If anybody watched the recent Mayoral debate, it was clear that Karen Bass was not trying to “out Caruso-Caruso” or “out Buscaino-Buscaino" on the "more police" question. Her solution was one-fifth of what they proposed. The rest of the resources would go into prevention, deterrence, and training. Bass’ solution was pragmatic and sensical. And to even suggest that she is a “panderer” is ridiculous. That, in itself, drew me to the conclusion that they don’t know Karen Bass. She brings forth solutions where folks said there were no solutions. Karen Bass finds solutions. Why? Because she talks to people. Not at people.

And she will do it again. Because she knows Los Angeles. She knows it at its worse, and she knows it at its best. She has the institutional memory. She has worked the ideological divide. And knows how to bring us together. And she is not afraid to speak and address the harshness of today’s racial realities.

Karen Bass is a modern day Sojourner Truth. I know Karen Bass.

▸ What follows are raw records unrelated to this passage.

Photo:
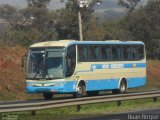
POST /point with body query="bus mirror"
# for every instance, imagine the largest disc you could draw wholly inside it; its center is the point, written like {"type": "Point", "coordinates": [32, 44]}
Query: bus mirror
{"type": "Point", "coordinates": [23, 60]}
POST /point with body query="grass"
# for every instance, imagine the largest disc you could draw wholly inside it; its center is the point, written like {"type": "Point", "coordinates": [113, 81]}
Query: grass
{"type": "Point", "coordinates": [88, 110]}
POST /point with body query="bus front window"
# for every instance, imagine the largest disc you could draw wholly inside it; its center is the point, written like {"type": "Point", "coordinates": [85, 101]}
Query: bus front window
{"type": "Point", "coordinates": [46, 64]}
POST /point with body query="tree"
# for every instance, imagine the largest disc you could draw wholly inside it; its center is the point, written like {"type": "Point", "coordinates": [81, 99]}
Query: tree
{"type": "Point", "coordinates": [69, 27]}
{"type": "Point", "coordinates": [14, 17]}
{"type": "Point", "coordinates": [130, 5]}
{"type": "Point", "coordinates": [38, 3]}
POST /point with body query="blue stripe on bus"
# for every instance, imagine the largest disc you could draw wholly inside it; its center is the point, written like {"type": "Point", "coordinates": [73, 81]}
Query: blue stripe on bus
{"type": "Point", "coordinates": [106, 43]}
{"type": "Point", "coordinates": [114, 66]}
{"type": "Point", "coordinates": [119, 65]}
{"type": "Point", "coordinates": [91, 85]}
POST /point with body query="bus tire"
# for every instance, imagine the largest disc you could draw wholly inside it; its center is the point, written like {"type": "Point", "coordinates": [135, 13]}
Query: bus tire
{"type": "Point", "coordinates": [122, 89]}
{"type": "Point", "coordinates": [81, 91]}
{"type": "Point", "coordinates": [92, 93]}
{"type": "Point", "coordinates": [47, 96]}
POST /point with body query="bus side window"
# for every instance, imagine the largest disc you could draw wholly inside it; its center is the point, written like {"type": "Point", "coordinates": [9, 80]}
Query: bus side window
{"type": "Point", "coordinates": [96, 53]}
{"type": "Point", "coordinates": [127, 55]}
{"type": "Point", "coordinates": [71, 60]}
{"type": "Point", "coordinates": [82, 53]}
{"type": "Point", "coordinates": [116, 52]}
{"type": "Point", "coordinates": [105, 52]}
{"type": "Point", "coordinates": [134, 52]}
{"type": "Point", "coordinates": [91, 53]}
{"type": "Point", "coordinates": [140, 50]}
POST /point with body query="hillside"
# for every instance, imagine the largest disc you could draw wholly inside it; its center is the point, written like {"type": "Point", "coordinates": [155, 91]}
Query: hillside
{"type": "Point", "coordinates": [12, 82]}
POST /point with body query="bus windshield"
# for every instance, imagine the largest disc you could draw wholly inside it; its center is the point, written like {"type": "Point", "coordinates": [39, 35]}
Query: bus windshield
{"type": "Point", "coordinates": [45, 63]}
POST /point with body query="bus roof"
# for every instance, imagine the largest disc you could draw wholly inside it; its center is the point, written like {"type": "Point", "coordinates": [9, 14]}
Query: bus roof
{"type": "Point", "coordinates": [65, 43]}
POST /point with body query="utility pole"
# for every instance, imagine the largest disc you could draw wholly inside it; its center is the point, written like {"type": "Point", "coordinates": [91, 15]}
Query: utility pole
{"type": "Point", "coordinates": [80, 27]}
{"type": "Point", "coordinates": [82, 4]}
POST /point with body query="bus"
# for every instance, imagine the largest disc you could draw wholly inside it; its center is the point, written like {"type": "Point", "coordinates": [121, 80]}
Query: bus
{"type": "Point", "coordinates": [85, 67]}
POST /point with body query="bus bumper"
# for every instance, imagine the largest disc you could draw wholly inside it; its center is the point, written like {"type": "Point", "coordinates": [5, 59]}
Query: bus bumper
{"type": "Point", "coordinates": [67, 87]}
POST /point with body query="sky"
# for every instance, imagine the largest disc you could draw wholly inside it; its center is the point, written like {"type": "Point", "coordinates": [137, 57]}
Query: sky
{"type": "Point", "coordinates": [55, 4]}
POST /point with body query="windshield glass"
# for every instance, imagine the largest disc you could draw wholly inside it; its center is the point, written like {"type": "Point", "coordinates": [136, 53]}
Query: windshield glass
{"type": "Point", "coordinates": [45, 63]}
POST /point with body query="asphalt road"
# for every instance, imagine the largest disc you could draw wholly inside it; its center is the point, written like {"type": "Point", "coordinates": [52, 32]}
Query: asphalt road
{"type": "Point", "coordinates": [138, 115]}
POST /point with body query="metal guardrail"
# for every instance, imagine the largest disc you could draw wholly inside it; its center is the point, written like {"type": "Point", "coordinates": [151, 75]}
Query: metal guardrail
{"type": "Point", "coordinates": [15, 107]}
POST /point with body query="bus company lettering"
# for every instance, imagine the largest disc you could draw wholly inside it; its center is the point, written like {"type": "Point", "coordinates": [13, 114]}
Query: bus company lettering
{"type": "Point", "coordinates": [105, 66]}
{"type": "Point", "coordinates": [94, 67]}
{"type": "Point", "coordinates": [116, 66]}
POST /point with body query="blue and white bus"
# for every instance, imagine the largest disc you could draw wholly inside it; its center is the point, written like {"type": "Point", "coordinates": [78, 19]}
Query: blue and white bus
{"type": "Point", "coordinates": [85, 67]}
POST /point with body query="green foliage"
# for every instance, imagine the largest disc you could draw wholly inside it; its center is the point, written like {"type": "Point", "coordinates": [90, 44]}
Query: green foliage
{"type": "Point", "coordinates": [130, 5]}
{"type": "Point", "coordinates": [38, 3]}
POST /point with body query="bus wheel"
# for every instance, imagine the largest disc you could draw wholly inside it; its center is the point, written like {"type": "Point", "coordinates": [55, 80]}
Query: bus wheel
{"type": "Point", "coordinates": [92, 93]}
{"type": "Point", "coordinates": [47, 96]}
{"type": "Point", "coordinates": [80, 92]}
{"type": "Point", "coordinates": [122, 89]}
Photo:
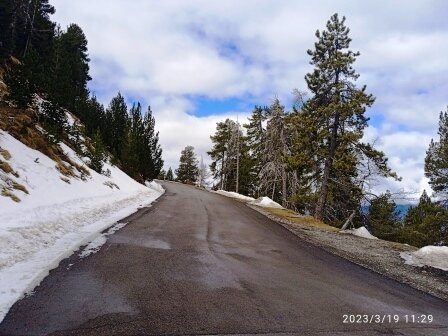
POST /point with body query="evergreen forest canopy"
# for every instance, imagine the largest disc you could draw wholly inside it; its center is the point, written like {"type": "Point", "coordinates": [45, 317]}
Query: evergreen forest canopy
{"type": "Point", "coordinates": [313, 160]}
{"type": "Point", "coordinates": [39, 59]}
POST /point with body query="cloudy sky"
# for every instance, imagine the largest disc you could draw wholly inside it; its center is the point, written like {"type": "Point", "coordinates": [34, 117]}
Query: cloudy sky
{"type": "Point", "coordinates": [197, 62]}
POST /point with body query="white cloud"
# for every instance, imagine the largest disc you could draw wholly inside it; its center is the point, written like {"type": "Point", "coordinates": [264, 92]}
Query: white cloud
{"type": "Point", "coordinates": [165, 52]}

She is not the rhetorician of voices we have come to know and despise, claiming they speak for our community—while only knowing a faction of our community, in calling for un-thought-out premises without viable next step solutions.

Anthony Asadullah Samad Promo Image

Karen Bass doesn’t have to be shown the way back home. She never left. You don’t know what you don’t know. And clearly some don’t know the difference of knowing about Karen Bass and knowing Karen Bass.

Some people need help in getting to know the Karen Bass that we know. Her works speak for her.